With their next two picks, the Lightning selected a pair of defensemen.
In the fourth round, they chose Max Crozier, a 6’1″ right-handed puck mover from Sioux Falls of the USHL. Committed to Providence College, he’s also a bit of a project, but has some mobility you like to see in a modern day NHL defenseman. In the sixth round, they chose Quinn Schmiemann, a 6’2″ lefty from Kamloops of the WHL. There’s a whole lot of steadiness and little flash to his game.
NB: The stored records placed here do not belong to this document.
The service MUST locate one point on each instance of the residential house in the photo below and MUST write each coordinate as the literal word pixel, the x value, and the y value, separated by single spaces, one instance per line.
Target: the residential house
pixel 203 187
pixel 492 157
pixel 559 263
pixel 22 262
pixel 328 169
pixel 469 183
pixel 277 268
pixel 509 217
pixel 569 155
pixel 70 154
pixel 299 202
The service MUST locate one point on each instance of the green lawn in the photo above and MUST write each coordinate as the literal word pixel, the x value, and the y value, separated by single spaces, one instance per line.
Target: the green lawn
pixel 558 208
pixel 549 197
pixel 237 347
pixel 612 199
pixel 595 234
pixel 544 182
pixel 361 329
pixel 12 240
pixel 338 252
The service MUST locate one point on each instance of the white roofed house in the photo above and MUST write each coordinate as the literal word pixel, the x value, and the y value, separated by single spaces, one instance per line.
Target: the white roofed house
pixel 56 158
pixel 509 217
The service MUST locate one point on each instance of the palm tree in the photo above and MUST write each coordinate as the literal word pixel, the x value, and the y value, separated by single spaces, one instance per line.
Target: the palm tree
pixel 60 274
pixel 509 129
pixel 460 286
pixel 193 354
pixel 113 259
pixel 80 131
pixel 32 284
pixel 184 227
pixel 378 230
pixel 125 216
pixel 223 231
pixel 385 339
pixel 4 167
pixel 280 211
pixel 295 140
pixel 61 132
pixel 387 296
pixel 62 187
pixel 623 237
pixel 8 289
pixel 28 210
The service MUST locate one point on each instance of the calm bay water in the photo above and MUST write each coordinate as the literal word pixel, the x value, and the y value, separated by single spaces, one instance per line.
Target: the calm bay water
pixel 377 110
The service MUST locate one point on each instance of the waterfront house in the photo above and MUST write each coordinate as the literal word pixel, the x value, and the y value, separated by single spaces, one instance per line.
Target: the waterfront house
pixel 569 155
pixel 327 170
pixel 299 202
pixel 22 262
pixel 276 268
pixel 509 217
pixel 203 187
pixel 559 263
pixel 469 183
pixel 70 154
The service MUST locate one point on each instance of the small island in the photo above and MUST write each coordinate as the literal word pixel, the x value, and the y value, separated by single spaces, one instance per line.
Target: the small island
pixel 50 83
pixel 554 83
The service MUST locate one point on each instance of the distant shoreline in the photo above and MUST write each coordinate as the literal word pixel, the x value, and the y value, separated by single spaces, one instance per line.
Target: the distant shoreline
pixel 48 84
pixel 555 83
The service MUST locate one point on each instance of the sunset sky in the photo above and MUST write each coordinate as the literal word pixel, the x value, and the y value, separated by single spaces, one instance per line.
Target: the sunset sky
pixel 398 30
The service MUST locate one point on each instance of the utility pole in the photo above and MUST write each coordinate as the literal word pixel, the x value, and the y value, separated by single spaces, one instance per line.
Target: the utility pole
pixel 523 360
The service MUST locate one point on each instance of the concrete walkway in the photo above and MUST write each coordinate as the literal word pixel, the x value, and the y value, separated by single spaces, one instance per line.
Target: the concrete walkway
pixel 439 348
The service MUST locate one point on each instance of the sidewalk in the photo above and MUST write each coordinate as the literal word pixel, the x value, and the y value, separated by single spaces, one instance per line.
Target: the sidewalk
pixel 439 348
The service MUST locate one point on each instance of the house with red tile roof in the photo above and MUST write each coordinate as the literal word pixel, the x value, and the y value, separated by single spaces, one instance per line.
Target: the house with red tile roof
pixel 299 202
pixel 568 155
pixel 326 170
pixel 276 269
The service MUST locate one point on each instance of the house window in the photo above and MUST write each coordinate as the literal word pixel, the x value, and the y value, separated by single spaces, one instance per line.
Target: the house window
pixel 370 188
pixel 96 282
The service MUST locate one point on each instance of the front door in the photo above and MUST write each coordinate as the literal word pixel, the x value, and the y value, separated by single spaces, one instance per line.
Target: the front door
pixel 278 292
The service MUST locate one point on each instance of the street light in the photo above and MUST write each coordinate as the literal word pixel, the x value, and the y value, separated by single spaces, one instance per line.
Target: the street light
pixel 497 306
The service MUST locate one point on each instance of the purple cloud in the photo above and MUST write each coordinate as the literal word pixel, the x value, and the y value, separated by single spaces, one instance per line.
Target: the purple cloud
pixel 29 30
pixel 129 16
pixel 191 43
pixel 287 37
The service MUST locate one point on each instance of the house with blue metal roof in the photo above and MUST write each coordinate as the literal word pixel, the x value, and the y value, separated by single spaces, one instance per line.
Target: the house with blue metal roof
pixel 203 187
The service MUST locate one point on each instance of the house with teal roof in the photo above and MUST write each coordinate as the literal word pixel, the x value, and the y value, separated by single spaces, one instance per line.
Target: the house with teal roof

In the seventh round, the Bolts made their last two selections. They took a flyer on 6’4″ Mikhail Shalagin from the Russian Junior league. He scored 48 goals this past season, but it was against lesser competition. It’ll be intriguing to see how he fares against better competition down the line. With their final selection, they ventured back to the USHL well, where they chose 5’10” forward McKade Webster from the Green Bay Gamblers. A Denver University commit, Webster is a small, skilled forward who will be given plenty of time to develop his game and put on muscle.